While this review highlights the significance of T- and B-cell immunoregulatory gene polymorphisms in KD susceptibility, translating these findings into practical clinical applications remains a significant challenge. The relationship between gene polymorphisms and clinical treatment strategies has not been systematically validated, particularly in terms of leveraging gene polymorphisms to optimize therapeutic approaches.
Translating these genetic insights into clinical practice remains a key challenge. While variants such as FCGR2A rs1801274 and ITPKC rs28493229 hold promise for guiding therapy selection or predicting IVIG resistance, prospective pharmacogenomic studies are needed to validate these approaches and define genotype-informed treatment algorithms.

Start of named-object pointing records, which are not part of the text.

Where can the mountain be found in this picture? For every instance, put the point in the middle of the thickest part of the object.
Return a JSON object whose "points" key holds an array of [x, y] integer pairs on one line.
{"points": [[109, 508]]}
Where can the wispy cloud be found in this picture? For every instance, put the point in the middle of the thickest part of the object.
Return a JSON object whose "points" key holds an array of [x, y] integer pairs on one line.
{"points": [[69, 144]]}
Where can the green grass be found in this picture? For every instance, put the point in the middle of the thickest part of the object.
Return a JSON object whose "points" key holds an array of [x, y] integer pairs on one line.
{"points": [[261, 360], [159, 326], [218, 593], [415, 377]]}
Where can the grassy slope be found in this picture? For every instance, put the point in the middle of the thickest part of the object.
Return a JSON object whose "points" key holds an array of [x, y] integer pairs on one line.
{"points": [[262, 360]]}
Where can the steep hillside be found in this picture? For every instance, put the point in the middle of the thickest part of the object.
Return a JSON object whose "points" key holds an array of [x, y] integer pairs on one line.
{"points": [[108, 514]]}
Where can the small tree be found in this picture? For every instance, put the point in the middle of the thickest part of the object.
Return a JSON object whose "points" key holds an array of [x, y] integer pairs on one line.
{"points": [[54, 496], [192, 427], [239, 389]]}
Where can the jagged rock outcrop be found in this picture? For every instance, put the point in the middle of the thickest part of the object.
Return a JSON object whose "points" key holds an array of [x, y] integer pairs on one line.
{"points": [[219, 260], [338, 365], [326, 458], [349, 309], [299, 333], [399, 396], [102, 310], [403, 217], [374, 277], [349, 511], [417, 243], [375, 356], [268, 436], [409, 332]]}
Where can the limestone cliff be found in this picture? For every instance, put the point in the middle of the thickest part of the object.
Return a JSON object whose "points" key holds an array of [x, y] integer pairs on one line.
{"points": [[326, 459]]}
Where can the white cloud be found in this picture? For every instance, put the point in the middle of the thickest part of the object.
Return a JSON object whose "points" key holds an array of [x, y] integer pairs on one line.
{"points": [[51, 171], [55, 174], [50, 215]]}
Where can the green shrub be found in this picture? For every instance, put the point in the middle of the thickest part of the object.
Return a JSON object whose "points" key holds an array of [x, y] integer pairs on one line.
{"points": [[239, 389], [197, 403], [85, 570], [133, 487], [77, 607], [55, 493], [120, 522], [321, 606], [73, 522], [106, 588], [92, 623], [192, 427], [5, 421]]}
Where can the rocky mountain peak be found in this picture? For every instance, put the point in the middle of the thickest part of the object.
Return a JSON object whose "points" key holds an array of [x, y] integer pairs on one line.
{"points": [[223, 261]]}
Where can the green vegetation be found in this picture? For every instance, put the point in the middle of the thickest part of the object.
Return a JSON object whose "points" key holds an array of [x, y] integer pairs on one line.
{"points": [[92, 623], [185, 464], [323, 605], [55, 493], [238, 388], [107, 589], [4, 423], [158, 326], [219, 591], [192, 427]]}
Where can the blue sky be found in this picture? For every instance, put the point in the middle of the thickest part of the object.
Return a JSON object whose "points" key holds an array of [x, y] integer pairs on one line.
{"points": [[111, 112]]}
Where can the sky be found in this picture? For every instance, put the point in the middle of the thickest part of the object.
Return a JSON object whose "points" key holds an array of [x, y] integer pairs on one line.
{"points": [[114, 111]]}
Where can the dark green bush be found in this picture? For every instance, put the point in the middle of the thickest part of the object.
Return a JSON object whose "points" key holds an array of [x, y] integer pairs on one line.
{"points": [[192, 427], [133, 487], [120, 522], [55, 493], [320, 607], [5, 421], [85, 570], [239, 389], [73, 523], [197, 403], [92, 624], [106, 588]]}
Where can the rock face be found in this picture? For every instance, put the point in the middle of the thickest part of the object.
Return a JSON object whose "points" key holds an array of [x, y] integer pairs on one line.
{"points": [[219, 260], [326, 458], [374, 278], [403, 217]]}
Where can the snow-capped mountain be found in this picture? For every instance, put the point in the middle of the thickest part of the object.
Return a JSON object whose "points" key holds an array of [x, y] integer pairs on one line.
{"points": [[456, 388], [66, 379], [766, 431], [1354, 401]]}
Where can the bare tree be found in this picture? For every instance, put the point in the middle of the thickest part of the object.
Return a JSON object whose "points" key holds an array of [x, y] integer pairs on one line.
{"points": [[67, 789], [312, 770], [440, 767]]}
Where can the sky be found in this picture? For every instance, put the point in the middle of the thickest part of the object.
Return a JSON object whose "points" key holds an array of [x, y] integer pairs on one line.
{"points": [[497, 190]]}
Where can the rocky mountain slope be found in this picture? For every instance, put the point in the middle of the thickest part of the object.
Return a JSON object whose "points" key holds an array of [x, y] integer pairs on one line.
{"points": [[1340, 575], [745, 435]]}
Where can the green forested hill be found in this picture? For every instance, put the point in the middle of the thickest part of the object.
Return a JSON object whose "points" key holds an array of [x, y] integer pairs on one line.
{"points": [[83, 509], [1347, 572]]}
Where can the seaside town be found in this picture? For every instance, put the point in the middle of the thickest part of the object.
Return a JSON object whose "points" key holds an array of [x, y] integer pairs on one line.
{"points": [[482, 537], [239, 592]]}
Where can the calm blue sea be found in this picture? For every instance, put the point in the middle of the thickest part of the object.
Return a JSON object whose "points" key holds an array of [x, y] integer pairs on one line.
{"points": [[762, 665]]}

KD patients who develop coronary complications may require long-term cardiovascular monitoring, antiplatelet therapy, or even surgical intervention (127). These long-term consequences not only impose a psychological and financial burden on families but also raise the risk of adult-onset cardiovascular disease (128).
Beyond these genetic considerations, environmental factors may also play a role in KD susceptibility. Epidemiological observations—such as seasonal fluctuations, geographic clustering, and temporal outbreaks—suggest that infections, pollutants, or allergens might act as environmental triggers in genetically predisposed individuals (129, 130). However, the interaction between genetic variants, particularly those involved in T- and B-cell regulation, and environmental exposures remains poorly characterized. Integrating environmental data into genetic association studies—such as through gene–environment interaction models or exposome-wide analyses (6, 131)—could provide deeper insights into KD pathogenesis. Addressing this gap would align the current review more closely with the broader research aim of understanding how environmental and genetic factors together influence autoimmune and autoinflammatory disorders.
Overall, this review offers a perspective on integrating immunogenetics into KD research by investigating the role of genetic polymorphisms in T- and B-cell-related immunity regarding KD susceptibility, and proposes promising directions for future studies. Although constrained by limited sample diversity, insufficient genotype-phenotype correlations, and unvalidated mechanisms, it establishes a framework for personalized KD therapeutics and immunological investigation. Further experimental validation and multiethnic clinical studies are warranted to translate these findings into improved diagnostic, therapeutic, and preventive approaches.